In Washington the American chuckled into the telephone, enjoying the flattery. “There’s always a first time. I didn’t want this—of all things!—to be it. Things got too close at times, because of that damned man Muffin.”
“But not close enough. But you’re right about Muffin. No need to dispose of him as we intended, but I think he should be put out to grass. I’ll see to it.”
“You were the one under the real pressure, James,” commiserated the other man, returning the mutual appreciation.
“But you who personally intervened when it was necessary,” said Boyce.
“Only too pleased to help,” assured Peters. “It’s been a useful exercise.”
“But not one I’m anxious to repeat too soon.”
The American laughed more positively. “I suppose we can look back on this as our own very special meltdown, like the Russians had Chernobyl?”
Boyce laughed with him. “Without any contaminating fallout. As
you came to me last time, I thought I’d come to you to wrap it all up?”
“Make a weekend of it: we can go down to Virginia,” suggested the American.
“Wonderful. I’d like that.”
“You get a call from Charlie that he’s on his way back?”
“No!”
Miriam felt Cartright turn toward her in the darkness and was glad she hadn’t told him earlier. It might have distracted him from the main reason he was in bed with her. On balance he was better than Lestov—enjoyed longer foreplay, as she did—but she still intended to end it soon. It was one of several decisions she’d made. The most important was to manipulate the now-established one-to-one association with Nathaniel Brindsley to get a transfer somewhere more civilized than Moscow. This episode had soured Russia for her. It was still instinctive, though, for her to go on picking and probing, right now to decide if Cartright was lying about not having heard from Charlie, to prepare herself for the following day’s lunch. “I asked him what sort of trip he’d had and he said pretty good—that there were a lot of things to talk about.”
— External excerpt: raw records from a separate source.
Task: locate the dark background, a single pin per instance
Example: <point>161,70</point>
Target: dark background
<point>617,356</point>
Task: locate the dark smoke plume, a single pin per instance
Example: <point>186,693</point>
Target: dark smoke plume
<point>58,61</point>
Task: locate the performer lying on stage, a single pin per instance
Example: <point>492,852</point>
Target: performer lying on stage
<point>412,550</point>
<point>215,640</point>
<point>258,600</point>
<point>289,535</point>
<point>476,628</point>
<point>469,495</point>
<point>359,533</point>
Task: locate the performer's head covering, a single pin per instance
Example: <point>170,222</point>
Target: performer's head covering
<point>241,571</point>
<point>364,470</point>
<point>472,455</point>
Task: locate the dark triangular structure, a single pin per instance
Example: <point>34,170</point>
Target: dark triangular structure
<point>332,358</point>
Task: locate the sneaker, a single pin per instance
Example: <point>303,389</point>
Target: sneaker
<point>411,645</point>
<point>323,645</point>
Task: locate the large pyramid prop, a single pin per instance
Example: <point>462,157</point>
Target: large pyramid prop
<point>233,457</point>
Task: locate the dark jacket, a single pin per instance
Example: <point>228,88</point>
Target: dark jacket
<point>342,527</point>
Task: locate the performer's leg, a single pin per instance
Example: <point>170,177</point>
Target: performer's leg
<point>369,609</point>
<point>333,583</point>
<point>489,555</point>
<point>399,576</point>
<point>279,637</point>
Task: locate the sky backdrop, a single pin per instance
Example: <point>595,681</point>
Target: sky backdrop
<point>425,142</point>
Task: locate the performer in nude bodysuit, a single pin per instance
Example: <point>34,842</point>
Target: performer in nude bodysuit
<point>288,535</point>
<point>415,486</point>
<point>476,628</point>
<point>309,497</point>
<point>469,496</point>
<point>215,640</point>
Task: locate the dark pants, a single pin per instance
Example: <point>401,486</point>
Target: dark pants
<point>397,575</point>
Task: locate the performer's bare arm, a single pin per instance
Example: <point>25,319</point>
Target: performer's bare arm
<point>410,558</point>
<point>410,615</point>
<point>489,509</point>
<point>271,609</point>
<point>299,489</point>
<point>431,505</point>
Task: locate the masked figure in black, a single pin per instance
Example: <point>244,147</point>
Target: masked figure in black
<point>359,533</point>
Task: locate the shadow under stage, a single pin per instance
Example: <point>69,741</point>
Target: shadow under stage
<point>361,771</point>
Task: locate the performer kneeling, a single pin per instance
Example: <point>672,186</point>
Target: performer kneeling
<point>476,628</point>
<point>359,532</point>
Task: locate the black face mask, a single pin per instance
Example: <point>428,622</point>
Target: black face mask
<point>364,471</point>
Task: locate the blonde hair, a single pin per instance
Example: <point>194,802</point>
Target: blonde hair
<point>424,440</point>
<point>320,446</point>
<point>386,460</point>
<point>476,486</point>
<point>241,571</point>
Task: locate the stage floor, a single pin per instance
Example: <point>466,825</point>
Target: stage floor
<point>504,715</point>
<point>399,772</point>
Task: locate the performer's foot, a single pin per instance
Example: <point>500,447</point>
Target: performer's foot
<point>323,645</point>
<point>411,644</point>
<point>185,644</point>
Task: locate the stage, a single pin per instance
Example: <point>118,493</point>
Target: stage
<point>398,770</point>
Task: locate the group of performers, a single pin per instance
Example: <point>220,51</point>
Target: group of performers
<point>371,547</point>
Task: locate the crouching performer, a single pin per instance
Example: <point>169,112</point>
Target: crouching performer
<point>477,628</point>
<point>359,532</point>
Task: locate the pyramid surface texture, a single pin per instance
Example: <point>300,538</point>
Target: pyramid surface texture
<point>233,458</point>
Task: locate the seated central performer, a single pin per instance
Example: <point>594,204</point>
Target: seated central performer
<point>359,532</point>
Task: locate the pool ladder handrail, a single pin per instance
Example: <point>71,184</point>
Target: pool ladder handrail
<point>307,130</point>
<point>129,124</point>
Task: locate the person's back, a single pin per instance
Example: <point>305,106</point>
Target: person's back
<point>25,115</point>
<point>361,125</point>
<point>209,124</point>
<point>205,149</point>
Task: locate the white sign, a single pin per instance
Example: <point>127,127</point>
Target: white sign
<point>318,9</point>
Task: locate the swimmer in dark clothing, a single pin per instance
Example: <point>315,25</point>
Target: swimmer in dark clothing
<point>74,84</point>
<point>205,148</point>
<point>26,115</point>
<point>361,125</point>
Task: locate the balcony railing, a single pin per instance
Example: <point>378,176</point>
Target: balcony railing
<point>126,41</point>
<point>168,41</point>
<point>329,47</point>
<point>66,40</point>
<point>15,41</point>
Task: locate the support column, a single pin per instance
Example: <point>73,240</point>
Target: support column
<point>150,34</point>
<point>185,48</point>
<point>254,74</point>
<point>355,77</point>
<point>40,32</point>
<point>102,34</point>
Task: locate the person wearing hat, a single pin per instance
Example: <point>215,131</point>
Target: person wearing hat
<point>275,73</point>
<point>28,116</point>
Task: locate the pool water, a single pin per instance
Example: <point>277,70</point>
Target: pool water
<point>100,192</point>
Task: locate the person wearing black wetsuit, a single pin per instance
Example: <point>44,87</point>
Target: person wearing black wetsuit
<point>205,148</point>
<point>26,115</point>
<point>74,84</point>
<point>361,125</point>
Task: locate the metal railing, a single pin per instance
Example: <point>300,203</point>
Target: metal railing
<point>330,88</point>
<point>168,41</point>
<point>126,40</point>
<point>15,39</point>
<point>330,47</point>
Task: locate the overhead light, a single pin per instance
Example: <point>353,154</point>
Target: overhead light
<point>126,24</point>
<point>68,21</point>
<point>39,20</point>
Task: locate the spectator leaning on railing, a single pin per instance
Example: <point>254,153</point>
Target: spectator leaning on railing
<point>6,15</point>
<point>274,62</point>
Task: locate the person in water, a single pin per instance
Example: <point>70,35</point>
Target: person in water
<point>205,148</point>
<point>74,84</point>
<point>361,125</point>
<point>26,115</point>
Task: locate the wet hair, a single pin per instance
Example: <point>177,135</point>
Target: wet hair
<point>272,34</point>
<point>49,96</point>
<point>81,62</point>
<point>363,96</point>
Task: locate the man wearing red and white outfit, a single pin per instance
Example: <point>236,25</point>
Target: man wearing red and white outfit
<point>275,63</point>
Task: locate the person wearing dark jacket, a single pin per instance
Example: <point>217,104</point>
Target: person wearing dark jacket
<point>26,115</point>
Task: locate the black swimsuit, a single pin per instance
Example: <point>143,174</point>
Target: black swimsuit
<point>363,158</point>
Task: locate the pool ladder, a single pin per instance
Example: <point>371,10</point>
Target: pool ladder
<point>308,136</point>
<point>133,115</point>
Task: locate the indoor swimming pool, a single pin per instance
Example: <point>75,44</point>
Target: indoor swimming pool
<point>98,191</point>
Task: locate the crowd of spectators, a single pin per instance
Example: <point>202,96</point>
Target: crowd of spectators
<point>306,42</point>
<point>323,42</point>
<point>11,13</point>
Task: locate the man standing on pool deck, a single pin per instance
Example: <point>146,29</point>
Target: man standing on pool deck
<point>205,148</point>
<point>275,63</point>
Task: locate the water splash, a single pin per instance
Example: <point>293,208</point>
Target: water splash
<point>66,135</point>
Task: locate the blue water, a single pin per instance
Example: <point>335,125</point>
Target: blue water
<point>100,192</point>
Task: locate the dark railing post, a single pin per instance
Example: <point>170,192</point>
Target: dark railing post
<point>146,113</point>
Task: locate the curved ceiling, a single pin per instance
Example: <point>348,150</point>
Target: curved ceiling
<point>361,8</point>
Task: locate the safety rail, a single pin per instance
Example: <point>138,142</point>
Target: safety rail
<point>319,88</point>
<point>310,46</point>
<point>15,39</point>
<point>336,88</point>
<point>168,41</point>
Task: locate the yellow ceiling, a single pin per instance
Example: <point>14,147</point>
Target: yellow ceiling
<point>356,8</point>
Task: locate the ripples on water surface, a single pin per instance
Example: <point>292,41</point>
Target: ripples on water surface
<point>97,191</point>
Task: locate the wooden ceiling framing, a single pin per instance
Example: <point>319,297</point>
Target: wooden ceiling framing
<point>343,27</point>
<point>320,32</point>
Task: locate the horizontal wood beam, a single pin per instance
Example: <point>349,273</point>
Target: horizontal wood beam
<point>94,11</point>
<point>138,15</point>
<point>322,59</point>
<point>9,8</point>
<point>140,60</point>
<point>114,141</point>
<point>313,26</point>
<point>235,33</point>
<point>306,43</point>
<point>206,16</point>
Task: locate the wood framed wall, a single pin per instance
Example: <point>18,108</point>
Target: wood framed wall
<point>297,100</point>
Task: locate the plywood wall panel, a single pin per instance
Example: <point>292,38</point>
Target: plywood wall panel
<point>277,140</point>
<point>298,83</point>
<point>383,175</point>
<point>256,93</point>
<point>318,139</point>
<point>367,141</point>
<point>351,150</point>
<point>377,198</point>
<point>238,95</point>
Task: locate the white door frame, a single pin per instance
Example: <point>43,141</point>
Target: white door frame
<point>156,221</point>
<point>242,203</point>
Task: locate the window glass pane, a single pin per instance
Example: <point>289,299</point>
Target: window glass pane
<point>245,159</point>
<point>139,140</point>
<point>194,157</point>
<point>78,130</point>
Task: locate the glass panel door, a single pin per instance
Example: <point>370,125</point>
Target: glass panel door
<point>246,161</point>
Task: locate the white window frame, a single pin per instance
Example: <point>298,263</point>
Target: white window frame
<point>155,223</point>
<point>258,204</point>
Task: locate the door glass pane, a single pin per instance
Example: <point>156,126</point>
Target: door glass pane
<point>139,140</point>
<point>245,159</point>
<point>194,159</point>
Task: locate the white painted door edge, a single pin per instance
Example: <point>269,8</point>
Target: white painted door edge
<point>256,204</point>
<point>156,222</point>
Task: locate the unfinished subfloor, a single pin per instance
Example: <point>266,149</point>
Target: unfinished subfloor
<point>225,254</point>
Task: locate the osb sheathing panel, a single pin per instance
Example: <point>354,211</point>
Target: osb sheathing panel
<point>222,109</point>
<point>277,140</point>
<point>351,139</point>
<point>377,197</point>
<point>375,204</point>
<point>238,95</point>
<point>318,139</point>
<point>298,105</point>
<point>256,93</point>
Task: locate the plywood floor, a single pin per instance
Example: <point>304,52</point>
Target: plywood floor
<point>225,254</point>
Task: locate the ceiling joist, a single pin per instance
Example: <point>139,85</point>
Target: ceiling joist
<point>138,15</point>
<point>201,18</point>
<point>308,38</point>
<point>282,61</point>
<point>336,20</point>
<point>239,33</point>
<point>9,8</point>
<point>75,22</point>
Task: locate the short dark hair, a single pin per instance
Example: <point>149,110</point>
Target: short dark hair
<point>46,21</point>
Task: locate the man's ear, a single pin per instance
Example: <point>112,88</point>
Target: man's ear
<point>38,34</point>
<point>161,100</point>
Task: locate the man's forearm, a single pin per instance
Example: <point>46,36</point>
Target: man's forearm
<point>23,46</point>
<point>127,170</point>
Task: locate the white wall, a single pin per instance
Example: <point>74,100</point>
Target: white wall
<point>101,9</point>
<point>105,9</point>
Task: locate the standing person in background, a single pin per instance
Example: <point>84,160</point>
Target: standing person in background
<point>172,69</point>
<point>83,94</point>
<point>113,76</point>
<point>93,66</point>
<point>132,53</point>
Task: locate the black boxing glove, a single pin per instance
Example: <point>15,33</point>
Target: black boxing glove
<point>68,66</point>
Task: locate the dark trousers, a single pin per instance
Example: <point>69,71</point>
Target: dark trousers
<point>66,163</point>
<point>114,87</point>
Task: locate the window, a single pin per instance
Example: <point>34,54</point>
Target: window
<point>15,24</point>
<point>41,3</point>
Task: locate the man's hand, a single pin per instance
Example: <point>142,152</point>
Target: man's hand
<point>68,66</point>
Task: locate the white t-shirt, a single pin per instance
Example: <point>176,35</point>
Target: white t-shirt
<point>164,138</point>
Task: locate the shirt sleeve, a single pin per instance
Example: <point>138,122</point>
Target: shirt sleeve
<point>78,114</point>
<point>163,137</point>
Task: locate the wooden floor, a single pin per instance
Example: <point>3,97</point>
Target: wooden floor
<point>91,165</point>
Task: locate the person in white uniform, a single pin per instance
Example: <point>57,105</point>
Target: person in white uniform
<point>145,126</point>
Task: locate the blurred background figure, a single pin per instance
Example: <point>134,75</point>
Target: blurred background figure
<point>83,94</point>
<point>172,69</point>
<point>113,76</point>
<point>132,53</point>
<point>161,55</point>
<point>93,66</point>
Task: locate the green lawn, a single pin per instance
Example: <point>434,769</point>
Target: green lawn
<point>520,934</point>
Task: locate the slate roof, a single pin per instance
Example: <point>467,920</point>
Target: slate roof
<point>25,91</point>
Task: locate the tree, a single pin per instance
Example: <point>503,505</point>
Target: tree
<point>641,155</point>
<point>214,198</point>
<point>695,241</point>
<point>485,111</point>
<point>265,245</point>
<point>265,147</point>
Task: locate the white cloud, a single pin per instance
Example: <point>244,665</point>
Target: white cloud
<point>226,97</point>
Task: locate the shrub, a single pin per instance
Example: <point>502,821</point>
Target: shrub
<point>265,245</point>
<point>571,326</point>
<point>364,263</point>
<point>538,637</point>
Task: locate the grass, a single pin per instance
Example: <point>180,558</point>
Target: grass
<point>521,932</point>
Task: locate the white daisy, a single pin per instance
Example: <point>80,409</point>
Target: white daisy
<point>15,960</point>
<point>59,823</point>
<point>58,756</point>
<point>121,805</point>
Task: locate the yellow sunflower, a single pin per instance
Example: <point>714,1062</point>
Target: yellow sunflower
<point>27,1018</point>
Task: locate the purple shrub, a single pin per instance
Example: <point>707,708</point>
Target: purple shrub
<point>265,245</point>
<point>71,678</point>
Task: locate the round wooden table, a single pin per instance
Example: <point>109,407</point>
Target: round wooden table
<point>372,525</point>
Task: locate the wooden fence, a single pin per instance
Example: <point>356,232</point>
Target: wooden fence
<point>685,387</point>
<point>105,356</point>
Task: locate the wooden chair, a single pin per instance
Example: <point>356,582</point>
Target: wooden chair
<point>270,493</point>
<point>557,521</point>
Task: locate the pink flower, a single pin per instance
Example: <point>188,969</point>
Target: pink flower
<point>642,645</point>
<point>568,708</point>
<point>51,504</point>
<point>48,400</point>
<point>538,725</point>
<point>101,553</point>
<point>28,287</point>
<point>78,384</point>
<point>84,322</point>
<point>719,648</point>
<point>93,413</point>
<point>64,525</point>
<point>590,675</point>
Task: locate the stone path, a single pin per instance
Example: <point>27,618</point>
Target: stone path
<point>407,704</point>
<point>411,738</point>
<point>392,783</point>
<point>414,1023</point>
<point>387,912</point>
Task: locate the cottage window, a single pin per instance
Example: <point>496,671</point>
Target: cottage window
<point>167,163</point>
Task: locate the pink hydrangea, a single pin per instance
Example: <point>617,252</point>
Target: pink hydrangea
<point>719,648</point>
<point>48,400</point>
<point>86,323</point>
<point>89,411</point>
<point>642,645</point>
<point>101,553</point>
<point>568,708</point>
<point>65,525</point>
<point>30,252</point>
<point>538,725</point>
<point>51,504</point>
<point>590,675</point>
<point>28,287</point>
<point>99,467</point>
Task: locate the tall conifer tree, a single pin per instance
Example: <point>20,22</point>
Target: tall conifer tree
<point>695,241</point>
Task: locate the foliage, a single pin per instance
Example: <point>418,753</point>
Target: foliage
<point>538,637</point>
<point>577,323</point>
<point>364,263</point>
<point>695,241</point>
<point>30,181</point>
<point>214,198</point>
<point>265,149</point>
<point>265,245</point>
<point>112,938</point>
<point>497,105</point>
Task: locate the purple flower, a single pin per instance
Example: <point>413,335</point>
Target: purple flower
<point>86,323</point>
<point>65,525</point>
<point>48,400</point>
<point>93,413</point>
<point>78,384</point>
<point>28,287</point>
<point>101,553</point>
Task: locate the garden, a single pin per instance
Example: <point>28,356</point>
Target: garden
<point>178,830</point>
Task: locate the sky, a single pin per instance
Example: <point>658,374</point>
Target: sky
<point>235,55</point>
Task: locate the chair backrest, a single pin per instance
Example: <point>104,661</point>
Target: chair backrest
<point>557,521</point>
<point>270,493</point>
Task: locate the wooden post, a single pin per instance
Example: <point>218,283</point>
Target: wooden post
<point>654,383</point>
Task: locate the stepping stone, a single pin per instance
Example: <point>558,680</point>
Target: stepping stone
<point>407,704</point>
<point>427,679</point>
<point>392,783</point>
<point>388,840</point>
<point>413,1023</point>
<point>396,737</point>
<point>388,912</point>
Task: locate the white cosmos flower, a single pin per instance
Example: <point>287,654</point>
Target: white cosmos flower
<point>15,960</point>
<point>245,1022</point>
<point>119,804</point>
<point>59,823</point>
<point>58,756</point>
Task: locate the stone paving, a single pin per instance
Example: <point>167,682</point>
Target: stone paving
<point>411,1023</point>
“But not, apparently, to me—a colleague!”
Miriam thought the indignation sounded genuine enough; and although it had lessened, there had been those odd questions about Charlie when she’d first gotten back from Yakutsk. “You two guys have a problem?”
“He’s the one heading for a problem,” said Cartright, unthinking in his bitterness. With convoluted reasoning that defied logic or sense, Cartright was now blaming Charlie for his own mistake of getting involved with Gerald Williams. If he hadn’t avoided Williams’s call late that afternoon, he’d have probably known about the damned man’s return, but he didn’t care. He was sick and tired of the whole damned mess, Charlie most of all.